Learning outcomes and competences

Teaching and learning methods aim the knowledge of the contents referred to in the syllabus, reaching the targeted goals and competencies.

The diversity of proposed methodologies aims at enhancing the skills and competencies established, seeking to evidence different levels of analysis, fostering the integration of knowledge. The proposed methods and strategies aim to develop students' knowledge, understanding and skills in computer vision techniques.

The generic skills of teamwork, organization, etc. will be worked on in the group project. Likewise, the ability to develop computer vision according to existing needs and to apply the most appropriate technological tools, to know, apply and evaluate computer vision will be worked out in the weekly exercises and group project.

Technical skills in computer vision and scientific dissemination in this research field will be worked during the semester in theoretical-practical classes.

Working method

Presencial

Pre-requirements (prior knowledge) and co-requirements (common knowledge)

No prior experience with computer vision is mandatory, although previous knowledge of visual computing or signal processing will be helpful. The following skills are necessary for this class:

Math: Linear algebra, vector calculus, and probability.

Data structures: code that represents images as feature and geometric constructions.

Programming: all lecture code and homework starter code will be Python (but you can also use C/C++).

Program

Introduction to computer vision

Acquisition of digital images

     Intensity (2D) and distance/position (3D) images

     Geometric and radiometric model of a camera

Image processing and analysis

     Filtering (in time and frequency domain)

     Rejection of Outliers

Image processing and analysis for 3D

    Multiple Image Geometry

    Use of Deep Learning techniques to calculate the disparity

    Use of Deep Learning techniques for fusion of 3D information

Movement and tracking

     Motion estimation

     Tracking of linear models

Object recognition

    Detection and location of objects in images

    3D object detection and recognition

Case Studies

Mandatory literature

Richard Szeliski; Computer vision.

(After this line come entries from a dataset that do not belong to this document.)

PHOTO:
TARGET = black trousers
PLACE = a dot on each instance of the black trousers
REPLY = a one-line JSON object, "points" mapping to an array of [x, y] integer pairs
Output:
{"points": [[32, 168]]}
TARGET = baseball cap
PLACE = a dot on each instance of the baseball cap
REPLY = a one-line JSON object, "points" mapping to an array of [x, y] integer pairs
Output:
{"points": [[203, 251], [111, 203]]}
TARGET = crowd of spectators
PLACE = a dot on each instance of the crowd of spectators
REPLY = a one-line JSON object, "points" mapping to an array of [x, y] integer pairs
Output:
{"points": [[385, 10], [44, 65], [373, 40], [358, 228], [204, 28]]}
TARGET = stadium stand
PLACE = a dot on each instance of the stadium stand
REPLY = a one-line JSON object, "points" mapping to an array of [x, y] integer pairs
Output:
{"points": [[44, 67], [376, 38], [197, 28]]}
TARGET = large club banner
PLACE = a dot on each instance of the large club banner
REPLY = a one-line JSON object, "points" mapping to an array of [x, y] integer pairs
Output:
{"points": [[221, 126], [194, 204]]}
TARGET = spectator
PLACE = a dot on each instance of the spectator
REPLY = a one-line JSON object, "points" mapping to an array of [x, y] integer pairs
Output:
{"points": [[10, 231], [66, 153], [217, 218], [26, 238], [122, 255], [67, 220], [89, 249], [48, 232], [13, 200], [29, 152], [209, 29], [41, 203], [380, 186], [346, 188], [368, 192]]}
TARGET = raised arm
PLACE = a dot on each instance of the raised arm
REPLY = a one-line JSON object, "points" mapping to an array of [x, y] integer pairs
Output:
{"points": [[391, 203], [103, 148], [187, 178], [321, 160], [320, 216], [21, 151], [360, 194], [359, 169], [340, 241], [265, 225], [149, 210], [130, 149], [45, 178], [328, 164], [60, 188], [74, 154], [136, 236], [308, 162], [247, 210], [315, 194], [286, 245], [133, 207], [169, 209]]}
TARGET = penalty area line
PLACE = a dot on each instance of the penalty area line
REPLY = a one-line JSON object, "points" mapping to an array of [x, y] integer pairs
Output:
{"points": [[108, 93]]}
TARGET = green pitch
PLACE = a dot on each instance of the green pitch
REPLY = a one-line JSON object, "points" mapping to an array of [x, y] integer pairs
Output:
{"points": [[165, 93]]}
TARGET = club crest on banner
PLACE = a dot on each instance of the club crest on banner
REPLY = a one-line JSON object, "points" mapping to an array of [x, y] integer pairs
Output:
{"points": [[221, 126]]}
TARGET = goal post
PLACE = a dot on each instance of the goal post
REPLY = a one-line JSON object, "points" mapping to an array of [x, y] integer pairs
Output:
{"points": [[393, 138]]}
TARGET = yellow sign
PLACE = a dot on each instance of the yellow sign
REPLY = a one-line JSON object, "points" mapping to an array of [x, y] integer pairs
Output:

ISBN: 978-1-84882-935-0

Teaching methods and learning activities

Lectures: Presentation and discussion of the course topics, and resolution of exercises.

Practical assignments: Development of projects where the studied computer vision methods must be applied.

Two projects will be developed during the semester; these projects must be developed both during classes and at home. For the last project a report will be written and an oral presentation will be required.

The final exam is worth 30% of the final grade. The projects account for the remaining 70%.

Evaluation Type

Distributed evaluation with final exam

Assessment Components

Designation	Weight (%)
Apresentação/discussão de um trabalho científico	30,00
Exame	30,00
Trabalho prático ou de projeto	40,00
Total:	100,00

Amount of time allocated to each course unit

Designation	Time (hours)
Apresentação/discussão de um trabalho científico	20,00
Elaboração de projeto	100,00
Estudo autónomo	10,00
Frequência das aulas	36,00
Total:	166,00

Eligibility for exams

-- University of Porto regulations.
-- Completion of the practical work.
-- Minimum grade of 8.00 (eight).

Calculation formula of final grade

Grade (100%) = 30%Assignment_1 + 40% Assignment_2 + 30% Exam

Examinations or Special Assignments

Students who have not carried out the practical component during the academic period will have to carry out an equivalent work.

Special assessment (TE, DA, ...)

UP regulations.

Classification improvement

Assignments are not possible to be enhanced in the same year.